Miriam entrou em um jogo cujo resultado já estava definido.

“Luana, em 15 anos de profissão, nunca vi um paciente com um quadro igual ao da sua irmã se recuperar”, disse o doutor Munir, que a acompanhou durante todo o processo.

Mesmo com esse prognóstico, minha irmã recebeu toda assistência no HC, hospital mantido pelo SUS. Do início ao fim, foi tratada de maneira digna e acolhedora. Ela fez valer o artigo 196 da Constituição, que justificou a criação do Sistema Único de Saúde em 1988: “A saúde é direito de todos e dever do Estado, garantido mediante políticas sociais e econômicas que visem à redução do risco de doença e de outros agravos e ao acesso universal e igualitário às ações e serviços para sua promoção, proteção e recuperação”.

Não fosse o SUS, não sei o que seria dela. Além da minha família não ter condições financeiras de arcar com o tratamento, é certo que um plano de saúde não a aceitaria devido ao estágio da doença. Além disso, é muito comum pessoas que recebem o diagnóstico de câncer na rede privada procurarem o SUS, porque os convênios não cobrem ou se recusam a fornecer determinados procedimentos. Muitos pacientes precisam entrar na Justiça para conseguir atendimento.

Apesar da impossibilidade de cura, Miriam lutou bravamente. Até o fim. Sua travessia se encerrou na manhã do dia 9 de julho de 2013, aos 32 anos. Trezentos e sessenta e dois dias após o telefonema da doutora Fátima. Ela não deixou filhos. Deixou algumas camisas do Galo, nosso time do coração. Deixou uma coleção homérica de livros e revistas de culinária, sua maior paixão, depois do Clube Atlético Mineiro. Deixou a minha mãe. Deixou muita saudade entre aqueles que tiveram o privilégio de conviver com ela ao longo de três décadas.

Trago minha irmã à lembrança, revivo todo o calvário pelo qual ela passou em meio a mais uma tentativa de privatização do SUS. Em função da repercussão extremamente negativa e dos posicionamentos de parlamentares e representantes da sociedade civil contrários à medida, o presidente Jair Bolsonaro se viu obrigado a revogar o decreto 10.530/20, que autorizava a realização de estudos para parcerias entre a iniciativa privada e o poder público para a construção e administração de Unidades Básicas de Saúde (UBS).

É bem verdade que há falhas e dificuldades, que podem e devem ser superadas, sem a necessidade de entregar um patrimônio brasileiro, com importância reconhecida mundialmente, a grupos e empresas que visam somente ao lucro.
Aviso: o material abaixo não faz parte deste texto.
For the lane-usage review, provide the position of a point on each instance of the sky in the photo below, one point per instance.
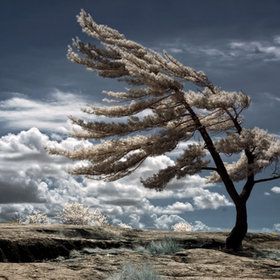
(236, 43)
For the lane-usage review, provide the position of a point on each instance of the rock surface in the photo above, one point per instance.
(80, 252)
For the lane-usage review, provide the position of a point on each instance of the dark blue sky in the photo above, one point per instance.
(237, 43)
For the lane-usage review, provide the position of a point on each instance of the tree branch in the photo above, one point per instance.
(267, 179)
(221, 169)
(209, 168)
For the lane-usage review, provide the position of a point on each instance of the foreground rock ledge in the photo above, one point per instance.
(81, 252)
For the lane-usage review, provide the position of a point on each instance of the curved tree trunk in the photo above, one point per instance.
(236, 236)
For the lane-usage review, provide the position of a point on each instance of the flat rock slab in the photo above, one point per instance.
(96, 253)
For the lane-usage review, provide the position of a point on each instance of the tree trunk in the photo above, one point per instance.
(236, 236)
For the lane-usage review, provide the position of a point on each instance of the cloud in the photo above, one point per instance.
(276, 190)
(200, 226)
(228, 51)
(21, 112)
(276, 227)
(210, 200)
(32, 179)
(266, 50)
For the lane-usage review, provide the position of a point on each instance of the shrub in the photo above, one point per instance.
(122, 225)
(166, 246)
(182, 227)
(132, 272)
(79, 214)
(36, 218)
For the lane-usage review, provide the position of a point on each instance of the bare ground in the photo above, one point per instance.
(75, 252)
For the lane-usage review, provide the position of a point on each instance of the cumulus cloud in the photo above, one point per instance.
(210, 200)
(21, 112)
(31, 179)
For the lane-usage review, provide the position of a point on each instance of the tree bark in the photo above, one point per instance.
(236, 236)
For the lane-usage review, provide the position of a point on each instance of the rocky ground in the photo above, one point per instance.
(75, 252)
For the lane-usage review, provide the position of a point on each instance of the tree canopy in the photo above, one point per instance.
(164, 104)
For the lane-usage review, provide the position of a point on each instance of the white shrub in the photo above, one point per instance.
(36, 218)
(79, 214)
(182, 227)
(122, 225)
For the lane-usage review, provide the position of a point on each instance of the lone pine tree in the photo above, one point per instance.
(173, 114)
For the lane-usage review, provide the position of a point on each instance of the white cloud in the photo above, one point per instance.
(21, 112)
(210, 200)
(199, 226)
(34, 179)
(276, 189)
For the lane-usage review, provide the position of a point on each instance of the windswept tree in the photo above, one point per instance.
(159, 110)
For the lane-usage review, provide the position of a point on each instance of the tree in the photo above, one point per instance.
(169, 114)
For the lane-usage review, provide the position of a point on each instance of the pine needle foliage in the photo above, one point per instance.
(161, 110)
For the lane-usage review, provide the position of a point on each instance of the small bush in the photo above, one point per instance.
(78, 214)
(182, 227)
(122, 225)
(166, 246)
(132, 272)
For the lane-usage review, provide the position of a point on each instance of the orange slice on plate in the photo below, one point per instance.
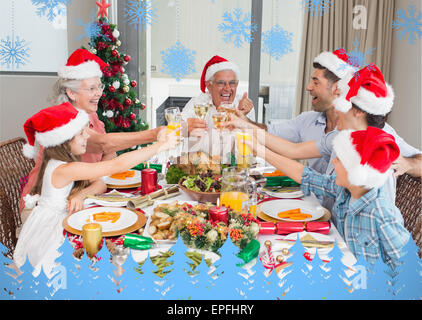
(123, 175)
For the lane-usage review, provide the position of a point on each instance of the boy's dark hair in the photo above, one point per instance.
(377, 121)
(330, 76)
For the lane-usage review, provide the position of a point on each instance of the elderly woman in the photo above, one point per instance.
(80, 83)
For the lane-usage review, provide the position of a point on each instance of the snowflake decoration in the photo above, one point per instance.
(13, 52)
(139, 12)
(277, 42)
(51, 8)
(237, 26)
(321, 6)
(178, 61)
(356, 58)
(91, 29)
(410, 24)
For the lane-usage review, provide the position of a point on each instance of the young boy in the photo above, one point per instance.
(366, 219)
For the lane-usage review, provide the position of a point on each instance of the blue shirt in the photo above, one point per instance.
(307, 126)
(371, 225)
(325, 147)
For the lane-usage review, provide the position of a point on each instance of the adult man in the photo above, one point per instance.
(329, 68)
(370, 109)
(219, 82)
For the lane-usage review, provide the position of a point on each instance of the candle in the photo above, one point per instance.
(219, 213)
(92, 238)
(149, 181)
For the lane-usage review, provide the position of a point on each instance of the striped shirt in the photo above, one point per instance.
(371, 225)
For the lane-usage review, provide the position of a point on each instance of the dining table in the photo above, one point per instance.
(279, 243)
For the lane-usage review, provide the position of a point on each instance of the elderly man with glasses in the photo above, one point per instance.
(219, 82)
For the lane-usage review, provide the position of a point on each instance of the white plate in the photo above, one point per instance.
(272, 208)
(128, 181)
(127, 218)
(285, 195)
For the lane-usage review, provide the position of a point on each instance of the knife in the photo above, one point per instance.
(309, 243)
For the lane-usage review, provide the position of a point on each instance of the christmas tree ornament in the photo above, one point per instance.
(103, 6)
(109, 114)
(115, 33)
(128, 102)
A pandemia da Covid-19 escancarou uma série de questões, uma delas é o valor do SUS, cuja rede de UPAs, hospitais e laboratórios atenderam a maior parte dos pacientes infectados pelo vírus, formada sobretudo por pessoas pobres e de baixa renda. Sem o Sistema Único de Saúde, a tragédia que se abate sobre nós teria sido ainda maior.

Da Miriam, sinto muita saudade. Em relação a mais essa tentativa de ir contra os princípios que regem a Constituição Federal, tenho uma certeza: quem defende a privatização do SUS frequenta o Albert Einstein e o Sírio Libanês.